Steady-state memory is the easy part of streaming; churn is what kills it. Under sustained 1–10 Hz ingestion the allocator sees a constant stream of short-lived event objects, prepared-geometry wrappers, and result tuples. If any are accidentally retained — a per-device dwell map that never evicts, a closure capturing a buffer — resident set size creeps until the generational collector runs, and that gen-2 collection is the P99 spike you see every few minutes. The streaming discipline mirrors the rules in memory-constrained spatial processing: reuse scratch buffers instead of allocating per event, bound the per-device state with an LRU plus idle TTL, and keep long-lived structures (the index snapshot, the device LRU) invisible to the collector with gc.freeze() after warm-up so steady-state sweeps only walk gen-0 garbage.

Batch has the opposite memory profile. Its advantage is precisely that it can load dense polygon sets into contiguous, cache-friendly blocks and scan them with minimal pointer chasing, so per-geometry overhead is low and predictable — but it must tolerate a large transient allocation spike when a window materializes, then release it. A batch worker’s RSS sawtooths with the window cadence; a streaming worker’s RSS should be flat. The eviction policy follows from this: streaming evicts continuously (LRU on device id), batch evicts wholesale at window close. Fragmentation is the residual risk on the streaming side, because varying candidate-set sizes fragment the small-object arena, which is why the per-evaluation scratch slab is sized once for the worst case at startup rather than grown on demand.

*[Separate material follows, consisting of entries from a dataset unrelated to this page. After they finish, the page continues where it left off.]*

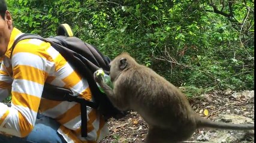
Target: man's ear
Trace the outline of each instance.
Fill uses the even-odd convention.
[[[127,59],[125,58],[122,58],[120,60],[120,66],[119,66],[119,68],[121,70],[124,70],[128,65],[127,61]]]

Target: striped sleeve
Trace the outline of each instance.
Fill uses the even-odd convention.
[[[0,104],[0,131],[20,137],[34,128],[47,73],[44,50],[50,44],[28,39],[16,45],[11,58],[11,107]]]

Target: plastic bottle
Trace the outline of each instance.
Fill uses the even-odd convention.
[[[103,70],[98,70],[95,72],[97,72],[96,73],[97,76],[101,75],[103,78],[104,82],[105,82],[107,85],[109,85],[111,88],[113,89],[113,83],[111,82],[110,77],[109,75],[107,75],[107,74],[105,74]],[[100,91],[101,91],[101,92],[104,93],[103,89],[100,86],[100,85],[98,83],[96,83],[97,84],[97,86],[99,88]]]

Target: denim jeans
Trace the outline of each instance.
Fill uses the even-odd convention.
[[[59,124],[44,116],[38,115],[32,132],[25,138],[0,134],[0,143],[67,143],[57,132]]]

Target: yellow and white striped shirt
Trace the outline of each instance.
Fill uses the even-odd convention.
[[[41,98],[44,83],[70,89],[76,96],[91,100],[87,80],[76,72],[49,43],[31,39],[20,41],[10,54],[14,40],[22,35],[14,28],[0,69],[0,101],[11,92],[11,106],[0,102],[0,132],[20,137],[33,129],[38,112],[61,125],[58,132],[68,142],[97,142],[109,133],[107,123],[88,107],[88,133],[80,134],[80,104]],[[54,96],[54,95],[52,95]]]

Async Mutation Boundaries & Queue Semantics

Production geofencing needs explicit queue semantics and deterministic failure handling, and the two models impose different contracts. Streaming pipelines default to at-least-once delivery, which forces idempotent trigger handlers and a deduplication layer — a Redis-backed bloom filter or device-sequence tracking — so a redelivered packet does not re-fire an ENTER. Exactly-once delivery via Kafka transactional semantics adds transactional overhead that usually violates a tight trigger budget, so it is reserved for billing-critical or compliance-mandated state transitions rather than the hot path.

Geofence definitions also mutate at runtime — surge zones open, road closures appear, compliance perimeters shift — and those updates must never block the query path. The pattern is copy-on-write snapshots behind an atomic pointer swap: a background task drains a bounded update queue, validates topology, builds a new immutable index, and swaps a reference, while query coroutines dereference the current snapshot with no lock. The read path costs nothing and memory is bounded to two snapshots only during the swap window. This is the same snapshot-swap model the spatial indexing reference specifies for the index subsystem.

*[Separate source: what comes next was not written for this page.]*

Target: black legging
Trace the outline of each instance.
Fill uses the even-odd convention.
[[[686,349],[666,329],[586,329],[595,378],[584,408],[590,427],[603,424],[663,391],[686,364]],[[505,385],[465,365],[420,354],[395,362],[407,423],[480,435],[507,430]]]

Backpressure is non-negotiable on the ingress side. An unbounded asyncio.Queue hides downstream degradation until the heap is gone; the queue must be bounded, its depth watched, and shedding deterministic:

python

import asyncio
from typing import Final

MAX_DEPTH: Final[int] = 8_192
SHED_AT: Final[int] = int(MAX_DEPTH * 0.75)


async def admit(
    queue: asyncio.Queue[bytes], event: bytes, *, priority: bool
) -> bool:
    """Drop low-priority telemetry above 75% depth instead of growing the heap.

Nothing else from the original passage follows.